Maybe that sounds silly, but I know what Michael Phelps meant when he was being asked about his retirement last night.  It’s like you want to leave swimming, but you are pulled to stay.  It’s something that will always stay with me, and I know it will always stay with Phelps no matter what he does.  Well, swimming, and that cute, goofy grin he has when Andrea Kraemer asks him a dumb question. 

“c’mon Andrea, you know I am not gonna answer that question…”

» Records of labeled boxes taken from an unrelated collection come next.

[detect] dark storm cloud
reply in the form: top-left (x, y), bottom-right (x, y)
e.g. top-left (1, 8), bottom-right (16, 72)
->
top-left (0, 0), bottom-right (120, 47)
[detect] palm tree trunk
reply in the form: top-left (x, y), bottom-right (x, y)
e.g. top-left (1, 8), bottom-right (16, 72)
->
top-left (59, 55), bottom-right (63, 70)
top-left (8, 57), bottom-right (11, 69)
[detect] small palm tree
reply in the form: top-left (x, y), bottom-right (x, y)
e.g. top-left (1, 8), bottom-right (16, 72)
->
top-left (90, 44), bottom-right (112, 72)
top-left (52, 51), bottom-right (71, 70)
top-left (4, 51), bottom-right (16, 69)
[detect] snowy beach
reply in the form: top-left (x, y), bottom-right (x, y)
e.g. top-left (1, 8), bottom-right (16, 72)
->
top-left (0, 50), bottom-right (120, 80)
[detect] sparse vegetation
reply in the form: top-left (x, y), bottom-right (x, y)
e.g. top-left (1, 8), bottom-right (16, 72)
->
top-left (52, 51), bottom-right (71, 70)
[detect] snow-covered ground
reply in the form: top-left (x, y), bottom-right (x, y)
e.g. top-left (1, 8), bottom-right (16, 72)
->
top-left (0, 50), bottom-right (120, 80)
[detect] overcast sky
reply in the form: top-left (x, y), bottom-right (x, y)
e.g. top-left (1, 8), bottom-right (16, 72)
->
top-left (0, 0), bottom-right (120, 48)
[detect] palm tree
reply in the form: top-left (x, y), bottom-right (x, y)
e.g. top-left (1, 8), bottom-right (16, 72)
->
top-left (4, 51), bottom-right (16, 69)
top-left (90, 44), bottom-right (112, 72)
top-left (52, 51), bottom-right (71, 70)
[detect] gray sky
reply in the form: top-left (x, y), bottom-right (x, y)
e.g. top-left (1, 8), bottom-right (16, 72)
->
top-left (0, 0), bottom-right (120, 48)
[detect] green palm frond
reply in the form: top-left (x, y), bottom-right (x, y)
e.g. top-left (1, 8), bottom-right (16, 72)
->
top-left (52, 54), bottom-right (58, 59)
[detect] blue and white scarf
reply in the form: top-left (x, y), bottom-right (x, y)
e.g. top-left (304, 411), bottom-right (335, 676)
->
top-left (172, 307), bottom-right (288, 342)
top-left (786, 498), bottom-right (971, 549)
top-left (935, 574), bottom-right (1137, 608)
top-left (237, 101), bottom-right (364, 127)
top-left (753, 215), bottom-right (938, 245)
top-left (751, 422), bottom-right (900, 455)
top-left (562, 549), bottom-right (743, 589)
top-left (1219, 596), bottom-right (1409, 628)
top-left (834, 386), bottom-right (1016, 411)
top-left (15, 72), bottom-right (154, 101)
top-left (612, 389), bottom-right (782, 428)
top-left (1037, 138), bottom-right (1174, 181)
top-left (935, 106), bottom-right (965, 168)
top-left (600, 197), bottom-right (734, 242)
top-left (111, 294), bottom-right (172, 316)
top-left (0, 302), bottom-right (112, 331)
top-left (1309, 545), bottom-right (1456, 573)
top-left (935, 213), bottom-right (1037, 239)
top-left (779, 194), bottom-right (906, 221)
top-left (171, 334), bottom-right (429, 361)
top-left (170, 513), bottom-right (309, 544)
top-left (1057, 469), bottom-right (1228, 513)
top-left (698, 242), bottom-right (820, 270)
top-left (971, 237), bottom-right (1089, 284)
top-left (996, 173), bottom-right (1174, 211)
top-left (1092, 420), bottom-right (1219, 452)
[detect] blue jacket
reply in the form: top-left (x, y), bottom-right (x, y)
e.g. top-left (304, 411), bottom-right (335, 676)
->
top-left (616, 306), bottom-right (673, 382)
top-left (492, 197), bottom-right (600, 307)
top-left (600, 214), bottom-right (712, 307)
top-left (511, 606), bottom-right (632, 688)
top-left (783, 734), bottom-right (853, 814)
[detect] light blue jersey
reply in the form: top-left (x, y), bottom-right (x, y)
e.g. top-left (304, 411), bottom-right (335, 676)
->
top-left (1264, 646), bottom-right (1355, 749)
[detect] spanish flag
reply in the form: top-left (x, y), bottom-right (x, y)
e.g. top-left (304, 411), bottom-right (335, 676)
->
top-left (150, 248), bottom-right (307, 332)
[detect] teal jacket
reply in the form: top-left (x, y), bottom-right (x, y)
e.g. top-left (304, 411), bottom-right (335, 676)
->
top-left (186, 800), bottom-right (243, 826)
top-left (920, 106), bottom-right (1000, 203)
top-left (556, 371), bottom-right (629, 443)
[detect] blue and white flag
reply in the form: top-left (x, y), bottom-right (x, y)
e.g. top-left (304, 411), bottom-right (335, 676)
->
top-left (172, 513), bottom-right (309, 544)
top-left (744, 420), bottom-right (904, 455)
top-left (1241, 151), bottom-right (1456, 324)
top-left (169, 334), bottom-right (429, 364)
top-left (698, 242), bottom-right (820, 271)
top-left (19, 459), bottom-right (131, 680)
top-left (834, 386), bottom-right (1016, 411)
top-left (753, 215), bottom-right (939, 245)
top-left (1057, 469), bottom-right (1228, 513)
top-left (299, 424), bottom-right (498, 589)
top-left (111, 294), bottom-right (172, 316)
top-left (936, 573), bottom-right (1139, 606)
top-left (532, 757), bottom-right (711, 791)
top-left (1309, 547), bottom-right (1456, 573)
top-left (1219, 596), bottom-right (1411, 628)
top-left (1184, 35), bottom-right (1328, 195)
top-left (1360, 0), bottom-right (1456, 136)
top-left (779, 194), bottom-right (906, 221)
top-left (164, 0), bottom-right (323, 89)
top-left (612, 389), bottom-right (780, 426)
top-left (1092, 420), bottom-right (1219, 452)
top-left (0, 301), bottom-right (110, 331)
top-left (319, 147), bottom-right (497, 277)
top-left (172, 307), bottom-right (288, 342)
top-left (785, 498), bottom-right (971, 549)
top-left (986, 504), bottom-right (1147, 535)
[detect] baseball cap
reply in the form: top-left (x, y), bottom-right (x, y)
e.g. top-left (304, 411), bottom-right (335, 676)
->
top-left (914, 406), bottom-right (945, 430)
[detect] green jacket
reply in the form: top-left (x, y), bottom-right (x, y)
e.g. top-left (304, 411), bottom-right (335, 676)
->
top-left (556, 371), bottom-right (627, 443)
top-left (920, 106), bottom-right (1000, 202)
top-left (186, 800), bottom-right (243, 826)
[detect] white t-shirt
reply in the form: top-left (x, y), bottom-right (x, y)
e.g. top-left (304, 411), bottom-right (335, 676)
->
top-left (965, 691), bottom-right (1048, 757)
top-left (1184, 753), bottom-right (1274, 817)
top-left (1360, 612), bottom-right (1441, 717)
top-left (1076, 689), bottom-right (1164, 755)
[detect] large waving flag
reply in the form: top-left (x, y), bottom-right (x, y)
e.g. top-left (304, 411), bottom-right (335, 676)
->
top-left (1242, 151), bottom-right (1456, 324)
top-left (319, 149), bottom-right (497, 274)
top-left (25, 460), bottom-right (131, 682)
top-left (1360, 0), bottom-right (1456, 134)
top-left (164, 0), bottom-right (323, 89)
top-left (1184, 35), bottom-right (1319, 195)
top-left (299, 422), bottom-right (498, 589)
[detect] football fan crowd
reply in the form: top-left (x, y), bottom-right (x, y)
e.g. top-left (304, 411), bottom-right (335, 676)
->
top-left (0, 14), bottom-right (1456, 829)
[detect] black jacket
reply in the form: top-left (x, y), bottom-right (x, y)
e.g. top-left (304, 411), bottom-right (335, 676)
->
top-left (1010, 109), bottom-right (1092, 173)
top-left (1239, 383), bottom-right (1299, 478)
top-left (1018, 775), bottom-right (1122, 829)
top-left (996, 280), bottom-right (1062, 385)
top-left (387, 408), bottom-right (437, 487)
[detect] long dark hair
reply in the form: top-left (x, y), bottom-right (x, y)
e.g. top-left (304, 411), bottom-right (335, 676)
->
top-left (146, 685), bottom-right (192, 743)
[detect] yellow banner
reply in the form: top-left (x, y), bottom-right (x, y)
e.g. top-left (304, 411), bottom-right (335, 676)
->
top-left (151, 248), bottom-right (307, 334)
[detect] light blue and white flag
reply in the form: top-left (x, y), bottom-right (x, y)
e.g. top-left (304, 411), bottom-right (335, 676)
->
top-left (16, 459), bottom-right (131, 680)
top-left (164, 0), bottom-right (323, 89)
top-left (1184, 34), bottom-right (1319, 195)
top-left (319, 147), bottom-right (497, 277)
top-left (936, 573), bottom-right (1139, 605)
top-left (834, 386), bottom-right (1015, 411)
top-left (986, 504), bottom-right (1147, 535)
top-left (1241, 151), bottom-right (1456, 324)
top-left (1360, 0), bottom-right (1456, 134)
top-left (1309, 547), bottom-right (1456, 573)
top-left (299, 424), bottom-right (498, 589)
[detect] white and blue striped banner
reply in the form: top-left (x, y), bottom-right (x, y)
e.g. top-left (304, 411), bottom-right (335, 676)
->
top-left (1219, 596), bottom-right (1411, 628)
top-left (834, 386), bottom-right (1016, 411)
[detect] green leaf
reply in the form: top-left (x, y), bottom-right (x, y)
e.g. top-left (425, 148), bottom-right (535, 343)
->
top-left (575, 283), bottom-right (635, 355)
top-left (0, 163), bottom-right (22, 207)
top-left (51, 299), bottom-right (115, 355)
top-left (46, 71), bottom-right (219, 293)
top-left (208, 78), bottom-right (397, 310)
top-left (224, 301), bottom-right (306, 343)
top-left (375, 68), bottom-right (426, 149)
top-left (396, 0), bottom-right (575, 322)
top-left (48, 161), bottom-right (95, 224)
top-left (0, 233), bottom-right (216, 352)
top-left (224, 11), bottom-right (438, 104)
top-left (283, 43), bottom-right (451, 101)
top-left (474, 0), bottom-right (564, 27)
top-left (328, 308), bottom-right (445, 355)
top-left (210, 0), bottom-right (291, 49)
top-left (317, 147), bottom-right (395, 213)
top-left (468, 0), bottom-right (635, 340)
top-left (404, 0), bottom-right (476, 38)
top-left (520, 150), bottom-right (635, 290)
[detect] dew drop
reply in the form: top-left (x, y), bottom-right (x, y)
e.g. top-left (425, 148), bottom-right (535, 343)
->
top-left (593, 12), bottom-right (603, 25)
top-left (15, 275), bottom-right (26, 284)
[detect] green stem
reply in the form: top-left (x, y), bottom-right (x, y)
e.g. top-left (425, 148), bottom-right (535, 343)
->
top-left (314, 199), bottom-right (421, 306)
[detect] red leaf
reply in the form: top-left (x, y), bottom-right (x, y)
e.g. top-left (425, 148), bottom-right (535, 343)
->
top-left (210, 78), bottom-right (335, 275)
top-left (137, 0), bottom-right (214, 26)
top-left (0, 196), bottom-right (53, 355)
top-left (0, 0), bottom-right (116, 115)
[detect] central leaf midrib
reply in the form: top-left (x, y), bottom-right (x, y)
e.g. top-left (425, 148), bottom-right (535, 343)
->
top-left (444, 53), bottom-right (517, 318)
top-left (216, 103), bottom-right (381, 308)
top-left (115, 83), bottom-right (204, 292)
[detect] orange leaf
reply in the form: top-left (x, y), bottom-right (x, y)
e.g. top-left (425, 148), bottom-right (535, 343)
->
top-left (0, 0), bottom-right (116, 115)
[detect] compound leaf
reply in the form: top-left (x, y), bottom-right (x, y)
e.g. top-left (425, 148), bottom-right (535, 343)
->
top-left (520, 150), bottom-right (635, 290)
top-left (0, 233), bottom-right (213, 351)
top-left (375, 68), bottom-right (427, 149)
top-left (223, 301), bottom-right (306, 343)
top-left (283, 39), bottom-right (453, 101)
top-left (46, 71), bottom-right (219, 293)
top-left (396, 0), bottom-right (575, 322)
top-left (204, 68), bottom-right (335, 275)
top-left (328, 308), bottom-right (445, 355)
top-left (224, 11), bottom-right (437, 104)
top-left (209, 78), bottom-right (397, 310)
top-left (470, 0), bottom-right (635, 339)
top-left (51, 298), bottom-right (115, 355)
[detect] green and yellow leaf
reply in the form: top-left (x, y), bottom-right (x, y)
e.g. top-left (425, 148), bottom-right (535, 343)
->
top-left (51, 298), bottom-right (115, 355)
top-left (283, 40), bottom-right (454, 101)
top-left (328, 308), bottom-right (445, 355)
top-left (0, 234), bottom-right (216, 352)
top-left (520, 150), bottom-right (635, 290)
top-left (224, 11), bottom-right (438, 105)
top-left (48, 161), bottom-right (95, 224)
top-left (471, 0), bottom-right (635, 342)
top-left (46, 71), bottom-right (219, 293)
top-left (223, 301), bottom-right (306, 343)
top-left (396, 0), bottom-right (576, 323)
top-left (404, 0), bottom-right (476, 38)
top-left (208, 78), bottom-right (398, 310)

 There are many gifts swimming has given me over the years, including:

  • Time to think. I was a kid who needed a lot of time and space to think about stuff.  I am an adult who needs that time too.  I can do that while I swim in a way that I can’t anywhere else in my life.
  • An insane number sense.  I knew fractions and decimals before I was seven because of swimming.  I knew how to add them, subtract them, and their visual representations before I had mastered double-digit subtraction.  I know this might sound silly, but many adults I work with today have very little number sense, and it really impedes their ability to do well in math.  I think swimming with a pace clock really increased math skills.  Plus, by the time I was in high school, I could do my math homework in my head during practice.  How’s that for efficiency?
  • Responsiblity and dedication.  Goal setting and fair competition were part of my swimming experience from the beginning.  I learned how to figure out what I wanted and what it would take to get there from my coaches and parents.  I swam with other friends and acquaintances who had a similar level of commitment as I did.  I watched my older sister compete at high levels of competition and succeed.  It was a very positive, very encouraging environment. 
  • Glorious travel experiences.  OK, well maybe Cincinnati, Ohio, isn’t on your bucket list, but when you’re ten, it’s pretty darn cool.   Plus, we did lots stupid stuff like drink 2 gallon bottles of soda and make up stupid dances to songs a la Team USA’s rendition of “Call Me Maybe“.  If you didn’t know, there is a WHOLE LOT of down time between events in a 3 day swim meet. 
  • Amazing people and a built-in support system.  I believe in the value of good coaching and the power of a team.  I have had many awesome coaches, and I have learned something from all of them, great and good.  Plus, I always had teammates who were there with me, struggling, succeeding, and experiencing life with me.  It was an experience that not everyone gets, and it helps continue to define the person that I am.  I know I cannot thrive without the support system I have today. 

Swimming has given me so many things for which I am grateful.  It’s the sport I first started with as a kid, and I imagine I will be that little old lady breaststroking in the lap lanes when I am old.  When I decided to lose weight and get in shape, it was the first activity I turned to in order to change my life.  I can only hope that my children find something like swimming that they can enjoy for a lifetime.  So, thanks swimming, for all you have done for me!